Dielectric Reliability Models and Mechanisms

Aggressive technology scaling continues to erode reliability margins. We review the effects of voltage and thickness scaling on dielectric reliability breakdown models and mechanisms. The understanding and progress in exploiting breakdown physics for improving reliability margins are discussed.

Paul E. Nicollian

Paul E. Nicollian received the B.S. degree in physics from Penn State University (1983) and the M.S. degree in physics from the University of Texas, Dallas (1990). He joined Texas Instruments in 1985, where he is currently a Senior Member of the Technical Staff in the Silicon Technology Development center. His current research is focused the reliability physics of ultrathin gate dielectrics. His contributions include a proof that TDDB is voltage rather than field driven, which helped end the controversy on breakdown models. In the same experiment, he demonstrated that the optimistic anode hole injection model remains a plausible breakdown mechanism at low voltages.

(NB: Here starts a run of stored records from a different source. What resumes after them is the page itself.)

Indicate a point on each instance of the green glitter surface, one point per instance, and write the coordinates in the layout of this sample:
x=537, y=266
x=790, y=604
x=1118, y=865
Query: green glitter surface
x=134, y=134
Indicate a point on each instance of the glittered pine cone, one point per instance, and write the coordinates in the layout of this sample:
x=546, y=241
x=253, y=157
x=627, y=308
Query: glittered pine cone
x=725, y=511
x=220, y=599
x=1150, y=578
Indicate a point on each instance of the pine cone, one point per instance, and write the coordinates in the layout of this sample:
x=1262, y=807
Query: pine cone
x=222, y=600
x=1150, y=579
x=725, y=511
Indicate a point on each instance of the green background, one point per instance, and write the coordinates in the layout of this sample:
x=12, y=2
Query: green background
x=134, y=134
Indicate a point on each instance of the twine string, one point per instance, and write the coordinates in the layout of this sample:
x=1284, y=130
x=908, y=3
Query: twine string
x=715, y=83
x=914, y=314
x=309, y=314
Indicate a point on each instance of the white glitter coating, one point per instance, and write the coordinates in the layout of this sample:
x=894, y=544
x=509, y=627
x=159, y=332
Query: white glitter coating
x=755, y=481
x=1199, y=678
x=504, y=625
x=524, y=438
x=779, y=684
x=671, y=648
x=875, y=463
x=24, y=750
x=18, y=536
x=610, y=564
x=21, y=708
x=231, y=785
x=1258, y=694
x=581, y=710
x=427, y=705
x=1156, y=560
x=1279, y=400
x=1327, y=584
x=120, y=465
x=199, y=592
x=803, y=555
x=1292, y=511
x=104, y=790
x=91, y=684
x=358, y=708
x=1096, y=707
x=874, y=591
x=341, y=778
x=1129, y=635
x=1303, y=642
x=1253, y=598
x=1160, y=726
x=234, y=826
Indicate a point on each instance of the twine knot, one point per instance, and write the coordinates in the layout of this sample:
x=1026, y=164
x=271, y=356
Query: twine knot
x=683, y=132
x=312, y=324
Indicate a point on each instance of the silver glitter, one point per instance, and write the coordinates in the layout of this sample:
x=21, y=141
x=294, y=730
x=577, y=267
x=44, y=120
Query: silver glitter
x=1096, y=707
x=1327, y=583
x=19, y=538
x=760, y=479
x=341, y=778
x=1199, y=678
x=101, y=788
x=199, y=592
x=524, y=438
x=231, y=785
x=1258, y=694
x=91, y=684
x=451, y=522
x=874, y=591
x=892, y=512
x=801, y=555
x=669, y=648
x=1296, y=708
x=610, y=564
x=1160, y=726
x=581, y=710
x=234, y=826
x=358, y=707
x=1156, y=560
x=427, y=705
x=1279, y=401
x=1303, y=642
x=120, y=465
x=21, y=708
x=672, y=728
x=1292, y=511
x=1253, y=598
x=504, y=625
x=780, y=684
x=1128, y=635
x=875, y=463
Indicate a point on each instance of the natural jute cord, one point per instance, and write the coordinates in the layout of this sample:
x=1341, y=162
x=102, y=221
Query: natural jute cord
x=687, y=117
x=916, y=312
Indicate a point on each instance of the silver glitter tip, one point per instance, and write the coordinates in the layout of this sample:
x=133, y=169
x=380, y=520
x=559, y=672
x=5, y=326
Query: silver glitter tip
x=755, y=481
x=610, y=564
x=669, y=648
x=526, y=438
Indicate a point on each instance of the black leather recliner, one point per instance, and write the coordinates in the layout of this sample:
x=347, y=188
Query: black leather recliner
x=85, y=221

He was the 1^ST to show that the dominant SILC mechanism at VFB in ultrathin oxides is due to interface traps, reducing some of the confusion in analyzing ultrathin oxide stress data. He has demonstrated that plasma nitridation enables a significant extension of the reliability scaling limit of SiO₂ based films. He has co-authored 18 publications, holds 2 US patents, and is a recipient of the 2000 IRPS Best Paper Award. He serves on the IRPS Technical Program Committee, and was co-chairman of Device Dielectrics in 2001. Mr. Nicollian is a Senior Member of the IEEE.